Die Absenkung des – zu Recht umstrittenen – Altersversorgungsanspruches war prozentual sogar größer als die Anpassung der Diäten, so dass langfristig Einsparungen im Bundeshaushalt erzielt werden. Insoweit war die Entscheidung in Ordnung und gut vertretbar. Auch ist die zugleich beschlossene Tarifanpassungsregelung sinnvoll, um zukünftige Diätenerhöhungen an einen objektiven und gerechten Maßstab zu binden, nämlich an die Erhöhungen bei den kommunalen Wahlbeamten und Bundesrichtern.

Der Fehler wurde dann allerdings kürzlich seitens der Führung der beiden Koalitionsfraktionen gemacht, indem man mit der Tarifanpassung nicht bis 2010 warten wollte, wie es noch in der Gesetzesbegründung von 2007 angekündigt war. Damit hätte es 2009 eine doppelte Erhöhung gegeben. Es hätte klar sein müssen, dass dies in der breiten Bevölkerung nicht vermittelbar ist.
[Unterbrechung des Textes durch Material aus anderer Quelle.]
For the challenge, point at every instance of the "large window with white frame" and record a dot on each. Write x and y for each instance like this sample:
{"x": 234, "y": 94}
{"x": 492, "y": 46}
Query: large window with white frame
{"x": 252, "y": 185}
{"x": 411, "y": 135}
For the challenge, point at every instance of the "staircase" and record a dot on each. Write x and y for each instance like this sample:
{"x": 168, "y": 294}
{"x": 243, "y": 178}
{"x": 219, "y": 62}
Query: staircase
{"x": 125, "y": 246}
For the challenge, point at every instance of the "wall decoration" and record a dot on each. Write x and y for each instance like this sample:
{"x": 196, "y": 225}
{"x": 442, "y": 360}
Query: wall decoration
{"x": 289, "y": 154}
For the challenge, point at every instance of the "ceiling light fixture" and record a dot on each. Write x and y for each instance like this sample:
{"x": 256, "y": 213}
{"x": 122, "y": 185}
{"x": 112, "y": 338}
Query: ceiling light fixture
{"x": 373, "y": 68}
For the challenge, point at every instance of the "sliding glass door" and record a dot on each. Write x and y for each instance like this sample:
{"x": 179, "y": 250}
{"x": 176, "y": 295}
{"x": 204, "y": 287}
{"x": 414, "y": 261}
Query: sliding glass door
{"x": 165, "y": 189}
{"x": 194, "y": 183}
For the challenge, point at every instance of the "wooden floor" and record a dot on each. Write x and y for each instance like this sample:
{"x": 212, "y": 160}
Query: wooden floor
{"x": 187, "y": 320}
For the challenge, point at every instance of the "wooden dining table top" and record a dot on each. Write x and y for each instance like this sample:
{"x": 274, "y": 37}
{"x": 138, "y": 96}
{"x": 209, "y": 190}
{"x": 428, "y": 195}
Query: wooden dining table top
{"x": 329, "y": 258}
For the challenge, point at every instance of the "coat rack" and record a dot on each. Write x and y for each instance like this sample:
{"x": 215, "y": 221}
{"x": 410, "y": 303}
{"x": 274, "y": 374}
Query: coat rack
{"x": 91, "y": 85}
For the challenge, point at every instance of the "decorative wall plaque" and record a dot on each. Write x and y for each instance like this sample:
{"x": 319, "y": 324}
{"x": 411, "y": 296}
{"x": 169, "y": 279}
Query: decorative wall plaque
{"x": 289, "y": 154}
Da fehlte es am notwendigen Fingerspitzengefühl, auch wenn formal korrekt gehandelt wurde. Die vier Kölner SPD-Bundestagsabgeordneten haben deshalb frühzeitig einen Verzicht auf diese zusätzliche Diätenerhöhung gefordert.

Aufgrund des Drucks seitens der Öffentlichkeit und insbesondere vieler SPD-Abgeordneter wurde das Vorhaben dann ja bekanntlich abgesagt. Das ist gut so. Es ist aber zugleich bedauerlich, dass die öffentliche Diskussion wieder einmal eher undifferenziert war. Medial wurden manche fragwürdigen Pauschalurteile einseitig bedient, statt die Frage der Abgeordnetenbezüge sachlich und angemessen zu erörtern.

Für die Zukunft würde ich mir eine offene, tiefer gehende Debatte wünschen, die nicht in Stimmungen stecken bleibt. Das wäre ein guter Beitrag für die demokratische Kultur in unserem Lande und könnte neues Vertrauen aufbauen. Alle Beteiligten sollten daran mitarbeiten – Abgeordnete, Parteien, Medien sowie Bürgerinnen und Bürger.